That was 13 year's ago. Nord and I are on the right path! Does he still stop in here?
Whenever his name is mentioned.
Kgtest, Nords posted on this thread back in the beginning.
Well, I’m subscribed to this thread, and I usually stop by every week or so to search for keywords.
Bingo.
I feel so much more pure and healthy since I quit drinking. I hope I have the right support later in life if dementia sets in to stay pure. Time will tell.
What an insightful article!
To be clear, I stopped drinking when I realized that alcohol was a lethal combination with my father’s early-stage Alzheimer’s. When he showed signs of early dementia, he refused all help from my brother and me and insisted on continuing to live alone in his apartment.
His short-term memory loss of what he’d drunk meant that he kept drinking until he passed out in his recliner without eating dinner. When he finally burned an ulcerous hole in his digestive system, it was clear that he could no longer live independently. He was malnourished, underweight, and had lost his muscle tone. The surgeon saw the classic symptoms of alcoholism and, after more interviews of Dad, the surgeon updated his diagnosis to Alzheimer’s.
You submarine veterans know what we can do with equipment logs. While Dad was in the recovery room and I was catching up on his unpaid bills, I did the math on his credit-card charges at the Liquor Barn. (He only had six months of charge receipts.) He’d also largely stopped buying groceries and his refrigerator was nearly empty. His calories were coming from lunch at a local restaurant a few times a week... and from alcohol.
I’m not sure we can confirm that alcohol accelerates dementia, but the dementia certainly affected his alcohol habits.

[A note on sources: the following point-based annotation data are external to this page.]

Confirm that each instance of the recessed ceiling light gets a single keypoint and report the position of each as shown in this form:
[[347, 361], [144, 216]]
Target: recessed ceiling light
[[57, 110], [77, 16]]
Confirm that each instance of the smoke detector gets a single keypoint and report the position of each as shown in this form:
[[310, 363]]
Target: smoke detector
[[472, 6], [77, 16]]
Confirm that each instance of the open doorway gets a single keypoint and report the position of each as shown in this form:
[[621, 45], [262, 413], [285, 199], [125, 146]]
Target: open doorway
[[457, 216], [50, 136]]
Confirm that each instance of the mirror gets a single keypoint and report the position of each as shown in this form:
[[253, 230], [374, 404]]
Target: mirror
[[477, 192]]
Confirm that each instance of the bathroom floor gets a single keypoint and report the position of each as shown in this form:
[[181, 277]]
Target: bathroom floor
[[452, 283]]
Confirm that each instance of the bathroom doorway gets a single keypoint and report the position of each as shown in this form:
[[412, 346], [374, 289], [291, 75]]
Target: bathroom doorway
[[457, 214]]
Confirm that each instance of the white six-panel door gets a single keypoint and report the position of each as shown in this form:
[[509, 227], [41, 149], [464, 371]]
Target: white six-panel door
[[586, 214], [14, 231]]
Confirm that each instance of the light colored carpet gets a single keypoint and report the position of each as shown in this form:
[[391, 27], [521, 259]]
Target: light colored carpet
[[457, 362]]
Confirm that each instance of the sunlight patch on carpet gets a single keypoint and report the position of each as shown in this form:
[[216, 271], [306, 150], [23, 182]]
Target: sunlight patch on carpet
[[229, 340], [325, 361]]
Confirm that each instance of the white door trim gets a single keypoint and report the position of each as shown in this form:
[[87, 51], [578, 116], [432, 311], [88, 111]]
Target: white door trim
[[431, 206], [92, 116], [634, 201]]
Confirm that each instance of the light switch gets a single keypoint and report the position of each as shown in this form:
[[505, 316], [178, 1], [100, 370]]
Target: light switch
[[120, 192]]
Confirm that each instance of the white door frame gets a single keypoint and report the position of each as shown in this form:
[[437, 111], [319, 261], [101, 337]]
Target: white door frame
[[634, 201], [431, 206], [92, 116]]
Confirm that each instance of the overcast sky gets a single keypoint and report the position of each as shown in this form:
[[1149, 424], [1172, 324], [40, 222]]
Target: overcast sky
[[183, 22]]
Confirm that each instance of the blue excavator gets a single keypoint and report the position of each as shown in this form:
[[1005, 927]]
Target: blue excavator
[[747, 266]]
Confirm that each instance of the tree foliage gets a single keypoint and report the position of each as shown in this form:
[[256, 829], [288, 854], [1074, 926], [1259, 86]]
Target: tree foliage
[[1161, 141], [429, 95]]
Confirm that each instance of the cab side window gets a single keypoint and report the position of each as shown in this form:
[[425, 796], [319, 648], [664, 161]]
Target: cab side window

I was 50 years old when Dad’s surgeon described how they’d nearly lost him on the operating table. By then I’d already noticed that if I had two beers with dinner, I didn’t accomplish anything constructive with the rest of the evening. It was also slowing my performance at taekwondo and prolonging my recovery from workouts.
Even worse, it was waking me up at night from both my bladder and my blood-sugar levels.
My father’s father also spent 14 years in a care facility with dementia. My paternal genome is not my destiny, but I think it makes sense to leave my old alcohol habits behind me. As I tell my family & friends, “I’ve drunk my lifetime quota of alcohol-- and most of your lifetime quota too.”